Sitting with a lapful  (JS)
Things have changed in the SingleWide, though. As our cats age, the faces change; all the core Dryer Gang members have now passed, and so has the dryer, which has been replaced by a stacked washer/dryer – too high for comfortable cat access. Instead, the big chair in the middle of the room has been taken over by the cats, and the Cuddle Crew has evolved.  As with the Dryer Gang, this is not a fixed combination, but there is a core group that is usually present.  Most of them are cats that were too shy in earlier years to interact with humans, and now they can’t wait for attention.

Dodger  (LBF)
Dodger is probably the central point of the group – the Simone figure round whom the others gather. She’s always enjoyed human attention, but usually from a shelf or the floor; now she has become a lap-cats, and loves to have petting and belly-rubs.

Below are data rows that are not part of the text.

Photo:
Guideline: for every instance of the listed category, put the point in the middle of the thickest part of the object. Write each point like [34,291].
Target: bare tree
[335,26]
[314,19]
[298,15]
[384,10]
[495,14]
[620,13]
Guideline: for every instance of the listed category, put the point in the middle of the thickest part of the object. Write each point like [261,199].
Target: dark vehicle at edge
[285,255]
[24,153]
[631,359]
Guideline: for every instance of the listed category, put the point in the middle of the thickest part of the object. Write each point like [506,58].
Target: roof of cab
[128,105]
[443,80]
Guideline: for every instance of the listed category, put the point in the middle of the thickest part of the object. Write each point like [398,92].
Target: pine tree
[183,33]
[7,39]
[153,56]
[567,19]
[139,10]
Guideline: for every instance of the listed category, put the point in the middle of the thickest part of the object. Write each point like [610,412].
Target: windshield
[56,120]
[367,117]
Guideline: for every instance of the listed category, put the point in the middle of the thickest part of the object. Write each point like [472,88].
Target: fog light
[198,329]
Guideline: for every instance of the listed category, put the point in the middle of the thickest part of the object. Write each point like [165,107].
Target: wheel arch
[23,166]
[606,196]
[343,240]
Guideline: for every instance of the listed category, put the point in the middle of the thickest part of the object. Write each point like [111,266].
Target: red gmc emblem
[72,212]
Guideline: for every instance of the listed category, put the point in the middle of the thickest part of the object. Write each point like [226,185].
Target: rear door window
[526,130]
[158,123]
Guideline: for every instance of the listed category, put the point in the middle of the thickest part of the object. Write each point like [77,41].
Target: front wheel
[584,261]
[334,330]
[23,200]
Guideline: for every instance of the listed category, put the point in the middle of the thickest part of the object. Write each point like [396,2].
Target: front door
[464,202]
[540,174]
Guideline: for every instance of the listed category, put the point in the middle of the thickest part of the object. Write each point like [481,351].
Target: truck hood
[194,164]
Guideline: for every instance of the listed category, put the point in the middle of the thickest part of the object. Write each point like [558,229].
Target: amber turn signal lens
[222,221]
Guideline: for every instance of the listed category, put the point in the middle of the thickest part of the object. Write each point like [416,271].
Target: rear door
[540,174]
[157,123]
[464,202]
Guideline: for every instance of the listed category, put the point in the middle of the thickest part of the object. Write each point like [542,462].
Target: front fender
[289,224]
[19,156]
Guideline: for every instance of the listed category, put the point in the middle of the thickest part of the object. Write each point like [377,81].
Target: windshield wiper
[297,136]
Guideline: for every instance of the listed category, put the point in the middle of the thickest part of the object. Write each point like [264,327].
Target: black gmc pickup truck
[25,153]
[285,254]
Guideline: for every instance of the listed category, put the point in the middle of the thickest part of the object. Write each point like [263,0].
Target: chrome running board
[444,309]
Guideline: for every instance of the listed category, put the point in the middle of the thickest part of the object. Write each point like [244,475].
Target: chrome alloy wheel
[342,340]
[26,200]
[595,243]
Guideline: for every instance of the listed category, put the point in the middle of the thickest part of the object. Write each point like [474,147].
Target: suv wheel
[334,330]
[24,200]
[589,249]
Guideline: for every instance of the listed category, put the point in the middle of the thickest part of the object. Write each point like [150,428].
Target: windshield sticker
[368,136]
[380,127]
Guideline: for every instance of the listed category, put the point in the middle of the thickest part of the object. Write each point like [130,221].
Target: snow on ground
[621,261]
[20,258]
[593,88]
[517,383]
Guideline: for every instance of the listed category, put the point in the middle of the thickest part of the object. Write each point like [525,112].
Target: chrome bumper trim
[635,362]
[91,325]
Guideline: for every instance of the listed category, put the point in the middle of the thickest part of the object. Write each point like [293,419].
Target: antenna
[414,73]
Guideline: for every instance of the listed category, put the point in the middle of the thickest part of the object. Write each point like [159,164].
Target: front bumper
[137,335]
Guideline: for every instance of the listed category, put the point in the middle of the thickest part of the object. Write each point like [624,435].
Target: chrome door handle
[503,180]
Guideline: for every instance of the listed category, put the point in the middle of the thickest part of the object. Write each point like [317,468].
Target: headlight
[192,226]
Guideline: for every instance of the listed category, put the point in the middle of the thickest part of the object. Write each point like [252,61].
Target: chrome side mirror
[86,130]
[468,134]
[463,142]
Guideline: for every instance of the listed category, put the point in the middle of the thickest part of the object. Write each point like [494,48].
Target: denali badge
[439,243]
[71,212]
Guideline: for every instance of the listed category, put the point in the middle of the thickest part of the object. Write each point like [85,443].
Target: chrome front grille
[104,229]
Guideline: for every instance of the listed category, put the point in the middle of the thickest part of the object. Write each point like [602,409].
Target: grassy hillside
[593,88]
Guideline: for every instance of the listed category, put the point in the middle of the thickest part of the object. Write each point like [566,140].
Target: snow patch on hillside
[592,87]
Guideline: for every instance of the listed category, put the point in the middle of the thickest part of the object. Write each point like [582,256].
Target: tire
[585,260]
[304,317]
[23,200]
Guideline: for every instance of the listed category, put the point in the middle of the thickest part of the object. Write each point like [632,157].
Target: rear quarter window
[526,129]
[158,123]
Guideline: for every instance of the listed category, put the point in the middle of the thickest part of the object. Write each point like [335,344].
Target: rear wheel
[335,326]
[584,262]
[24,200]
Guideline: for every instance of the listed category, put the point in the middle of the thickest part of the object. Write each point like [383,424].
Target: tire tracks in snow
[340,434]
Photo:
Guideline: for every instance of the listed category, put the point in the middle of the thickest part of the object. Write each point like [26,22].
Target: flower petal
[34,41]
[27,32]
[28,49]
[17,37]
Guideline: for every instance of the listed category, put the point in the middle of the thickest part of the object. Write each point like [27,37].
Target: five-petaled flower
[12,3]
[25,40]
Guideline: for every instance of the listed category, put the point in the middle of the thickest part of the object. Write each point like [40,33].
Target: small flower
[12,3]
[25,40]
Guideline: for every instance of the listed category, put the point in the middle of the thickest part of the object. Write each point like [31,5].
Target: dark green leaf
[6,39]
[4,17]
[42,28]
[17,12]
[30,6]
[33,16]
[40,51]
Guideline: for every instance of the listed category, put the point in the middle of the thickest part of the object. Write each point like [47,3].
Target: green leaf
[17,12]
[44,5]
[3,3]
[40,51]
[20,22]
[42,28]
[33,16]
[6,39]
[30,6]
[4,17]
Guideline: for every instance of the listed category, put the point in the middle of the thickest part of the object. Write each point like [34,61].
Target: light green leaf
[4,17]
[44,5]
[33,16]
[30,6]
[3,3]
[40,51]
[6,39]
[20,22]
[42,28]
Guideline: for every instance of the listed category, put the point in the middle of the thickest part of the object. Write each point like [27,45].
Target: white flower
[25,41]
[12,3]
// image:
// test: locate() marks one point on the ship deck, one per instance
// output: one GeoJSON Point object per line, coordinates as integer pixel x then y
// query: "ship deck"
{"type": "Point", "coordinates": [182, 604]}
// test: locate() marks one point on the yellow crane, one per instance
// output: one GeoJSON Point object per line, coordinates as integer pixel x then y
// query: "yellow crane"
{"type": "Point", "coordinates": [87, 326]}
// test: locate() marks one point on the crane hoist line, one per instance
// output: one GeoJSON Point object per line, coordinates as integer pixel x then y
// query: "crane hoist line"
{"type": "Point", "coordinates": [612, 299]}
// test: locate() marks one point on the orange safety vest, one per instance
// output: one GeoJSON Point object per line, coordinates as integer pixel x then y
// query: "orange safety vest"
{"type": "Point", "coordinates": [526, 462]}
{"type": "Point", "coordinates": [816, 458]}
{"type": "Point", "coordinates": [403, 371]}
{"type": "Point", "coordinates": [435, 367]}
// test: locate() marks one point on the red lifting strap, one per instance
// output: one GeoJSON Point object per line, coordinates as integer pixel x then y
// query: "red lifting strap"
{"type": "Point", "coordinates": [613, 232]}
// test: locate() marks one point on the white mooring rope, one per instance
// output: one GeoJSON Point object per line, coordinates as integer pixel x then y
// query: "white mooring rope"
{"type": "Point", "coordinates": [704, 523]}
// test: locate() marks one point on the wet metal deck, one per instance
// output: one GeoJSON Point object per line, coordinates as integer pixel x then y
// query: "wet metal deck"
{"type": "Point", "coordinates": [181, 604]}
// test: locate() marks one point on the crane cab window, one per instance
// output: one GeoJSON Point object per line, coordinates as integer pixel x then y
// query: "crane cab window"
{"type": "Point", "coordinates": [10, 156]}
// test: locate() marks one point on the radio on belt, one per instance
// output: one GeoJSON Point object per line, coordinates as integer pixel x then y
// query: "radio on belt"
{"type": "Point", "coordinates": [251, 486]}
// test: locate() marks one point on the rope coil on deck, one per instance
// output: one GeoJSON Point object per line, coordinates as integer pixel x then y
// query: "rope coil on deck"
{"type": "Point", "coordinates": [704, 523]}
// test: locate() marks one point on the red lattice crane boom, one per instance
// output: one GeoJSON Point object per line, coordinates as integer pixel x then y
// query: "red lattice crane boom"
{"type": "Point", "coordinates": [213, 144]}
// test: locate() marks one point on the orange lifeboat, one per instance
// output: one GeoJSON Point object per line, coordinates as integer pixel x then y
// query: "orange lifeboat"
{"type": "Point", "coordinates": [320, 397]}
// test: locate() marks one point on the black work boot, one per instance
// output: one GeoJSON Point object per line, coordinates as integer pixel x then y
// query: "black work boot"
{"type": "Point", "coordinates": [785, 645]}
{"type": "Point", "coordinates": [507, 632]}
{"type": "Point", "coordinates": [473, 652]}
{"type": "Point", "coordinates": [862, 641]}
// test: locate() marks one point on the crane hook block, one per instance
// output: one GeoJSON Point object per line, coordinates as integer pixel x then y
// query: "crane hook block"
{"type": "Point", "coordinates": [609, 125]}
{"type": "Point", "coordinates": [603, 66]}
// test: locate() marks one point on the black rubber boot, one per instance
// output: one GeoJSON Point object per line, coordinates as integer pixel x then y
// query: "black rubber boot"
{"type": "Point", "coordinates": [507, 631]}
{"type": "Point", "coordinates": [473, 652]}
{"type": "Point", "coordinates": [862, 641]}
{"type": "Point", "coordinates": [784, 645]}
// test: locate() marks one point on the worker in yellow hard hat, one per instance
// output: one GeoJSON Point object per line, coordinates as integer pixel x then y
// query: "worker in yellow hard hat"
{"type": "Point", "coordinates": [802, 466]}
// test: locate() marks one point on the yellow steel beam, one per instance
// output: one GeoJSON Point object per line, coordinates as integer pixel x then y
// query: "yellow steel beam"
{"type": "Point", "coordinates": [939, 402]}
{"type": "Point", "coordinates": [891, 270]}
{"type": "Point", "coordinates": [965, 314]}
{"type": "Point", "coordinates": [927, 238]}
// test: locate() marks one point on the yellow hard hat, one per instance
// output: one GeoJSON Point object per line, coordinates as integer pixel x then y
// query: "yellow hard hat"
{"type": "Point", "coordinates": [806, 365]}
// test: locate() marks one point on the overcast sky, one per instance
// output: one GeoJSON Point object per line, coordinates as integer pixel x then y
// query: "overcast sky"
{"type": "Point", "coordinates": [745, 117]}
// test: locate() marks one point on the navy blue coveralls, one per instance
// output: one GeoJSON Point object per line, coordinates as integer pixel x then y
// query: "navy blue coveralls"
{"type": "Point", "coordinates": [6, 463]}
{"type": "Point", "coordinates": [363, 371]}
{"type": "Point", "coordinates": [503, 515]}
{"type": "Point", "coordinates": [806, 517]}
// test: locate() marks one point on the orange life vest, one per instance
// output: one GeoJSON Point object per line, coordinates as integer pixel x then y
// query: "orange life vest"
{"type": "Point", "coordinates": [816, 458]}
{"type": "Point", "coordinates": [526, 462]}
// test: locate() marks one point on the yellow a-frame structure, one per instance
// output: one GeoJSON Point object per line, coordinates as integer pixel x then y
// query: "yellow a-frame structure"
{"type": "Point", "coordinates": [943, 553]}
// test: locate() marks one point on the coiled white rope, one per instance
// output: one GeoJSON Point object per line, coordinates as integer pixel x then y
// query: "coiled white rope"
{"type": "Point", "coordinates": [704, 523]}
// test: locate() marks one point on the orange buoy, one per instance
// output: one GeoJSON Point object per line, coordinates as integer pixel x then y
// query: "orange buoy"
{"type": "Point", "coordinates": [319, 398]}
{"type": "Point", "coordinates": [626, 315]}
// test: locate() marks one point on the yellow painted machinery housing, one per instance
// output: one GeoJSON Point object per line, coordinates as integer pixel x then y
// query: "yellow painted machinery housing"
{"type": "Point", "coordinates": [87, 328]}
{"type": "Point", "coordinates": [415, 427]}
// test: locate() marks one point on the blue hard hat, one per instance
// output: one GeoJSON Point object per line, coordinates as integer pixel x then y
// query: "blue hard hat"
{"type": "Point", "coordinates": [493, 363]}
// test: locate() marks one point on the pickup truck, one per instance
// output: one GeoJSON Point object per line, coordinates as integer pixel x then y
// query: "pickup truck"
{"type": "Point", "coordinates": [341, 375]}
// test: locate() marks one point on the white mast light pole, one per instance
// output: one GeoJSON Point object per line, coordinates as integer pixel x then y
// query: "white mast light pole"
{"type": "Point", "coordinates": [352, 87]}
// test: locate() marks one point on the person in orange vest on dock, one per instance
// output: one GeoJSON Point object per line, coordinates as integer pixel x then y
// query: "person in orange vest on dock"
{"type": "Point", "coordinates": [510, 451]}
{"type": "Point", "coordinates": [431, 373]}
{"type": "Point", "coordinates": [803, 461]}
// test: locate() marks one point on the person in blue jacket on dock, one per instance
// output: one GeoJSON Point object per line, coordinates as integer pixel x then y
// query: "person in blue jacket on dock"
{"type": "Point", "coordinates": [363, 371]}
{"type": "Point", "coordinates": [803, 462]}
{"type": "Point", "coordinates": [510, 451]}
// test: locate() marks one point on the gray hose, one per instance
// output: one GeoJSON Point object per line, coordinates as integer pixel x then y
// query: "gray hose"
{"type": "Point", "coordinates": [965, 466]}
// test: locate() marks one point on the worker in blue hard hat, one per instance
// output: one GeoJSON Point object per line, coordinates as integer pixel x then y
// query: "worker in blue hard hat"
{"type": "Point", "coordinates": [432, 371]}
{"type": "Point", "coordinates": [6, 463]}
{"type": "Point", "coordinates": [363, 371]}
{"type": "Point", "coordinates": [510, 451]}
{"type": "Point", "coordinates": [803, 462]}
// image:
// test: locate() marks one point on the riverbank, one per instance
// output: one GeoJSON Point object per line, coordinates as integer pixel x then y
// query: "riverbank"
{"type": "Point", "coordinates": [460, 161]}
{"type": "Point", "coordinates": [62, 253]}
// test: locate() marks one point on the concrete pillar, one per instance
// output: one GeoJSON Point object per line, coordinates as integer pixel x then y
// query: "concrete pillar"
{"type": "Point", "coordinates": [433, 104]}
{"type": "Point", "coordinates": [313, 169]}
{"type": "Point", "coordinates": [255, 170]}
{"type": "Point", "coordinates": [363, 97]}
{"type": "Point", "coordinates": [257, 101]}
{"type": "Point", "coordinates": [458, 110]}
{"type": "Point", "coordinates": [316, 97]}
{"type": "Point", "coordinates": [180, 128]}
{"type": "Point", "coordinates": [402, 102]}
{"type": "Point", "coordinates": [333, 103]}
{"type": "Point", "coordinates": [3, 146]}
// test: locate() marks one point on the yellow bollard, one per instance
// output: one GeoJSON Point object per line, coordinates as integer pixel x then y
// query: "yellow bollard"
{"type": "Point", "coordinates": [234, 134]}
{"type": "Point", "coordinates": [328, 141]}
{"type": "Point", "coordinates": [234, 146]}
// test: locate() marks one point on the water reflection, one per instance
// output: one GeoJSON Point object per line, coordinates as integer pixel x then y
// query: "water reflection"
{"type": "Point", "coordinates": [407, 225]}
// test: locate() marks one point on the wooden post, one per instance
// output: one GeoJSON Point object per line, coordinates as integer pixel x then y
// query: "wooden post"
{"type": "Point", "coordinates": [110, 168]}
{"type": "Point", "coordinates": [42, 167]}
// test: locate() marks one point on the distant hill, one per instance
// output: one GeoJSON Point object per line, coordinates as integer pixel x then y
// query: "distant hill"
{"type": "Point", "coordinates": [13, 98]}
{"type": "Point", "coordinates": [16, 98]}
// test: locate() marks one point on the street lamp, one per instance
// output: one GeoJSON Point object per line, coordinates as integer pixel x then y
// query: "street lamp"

Dodger, Marty, Merran, Mr Pink  (KN)
Usually Marty is present. He is probably the oldest and most frail – he’s the last of a group of cats that came to us in 2008, and he is under medical care for an eye condition. He’s a climber – either up from the floor or down from the shelves behind the chair and over the shoulder – and loves to have hands on him.

Marty & Merran (JN)
Tabby Merran came to us from the same trapping operation as cow-cats Kirsty and Mya – but he sure doesn’t have the same genetics in terms of colouring!  He took a long while to become comfortable with us, and was an expert in finding all the hiding places available; he’s still a little wary, but he loves snuggles with the other cats and is willing to tolerate human attention.

Dodger & Mr Pink  (JK)
Mr Pink is probably the closest thing we have to a Salty/Mario equivalent in the Single-Wide;  they were the cats in the Back Courtyard that all the other cats loved to love. Pink is also something of a cat-magnet; he gets on with everyone (except perhaps BeeBoo), the shy cats are relaxed around him, and he just loves having visitors.

Bossanova (KN)
I have known Bossanova since he first came in as a very angry feral, and watched his progress as anger became timidity, and then as he gradually became braver. I think those of us who know him back in the early days would have found it hard to imagine that this boy would become a lap-cat – less for snuggles than for the prospect of treats, perhaps, but the end result is another member of the Cuddle Crew.

"Come sit down! You're late for cuddles!"  (JN)
Other cats swing in and out of this group – Presley, Nova, Shaggy, Sarah Paylan, Kirstie and others – and it changes when they move out on the back deck. But the core group can usually be found together. 

Marty, Dodger, Merran  (LBF)
I am fascinated that this sort of consistent gathering has always been a feature of the SingleWide – and it doesn’t really exist in the DoubleWide. There are usually cats in the DW that like being on the couch, and when there was a cat-magnet like Salty, there was competition to be with him. And there are cats on the DW deck who like to snuggle together, but do NOT want human attention.  But the SW Cuddle Crew are a very cooperative bunch, enjoying each other’s company, as well as all the attention they can get from the humans around.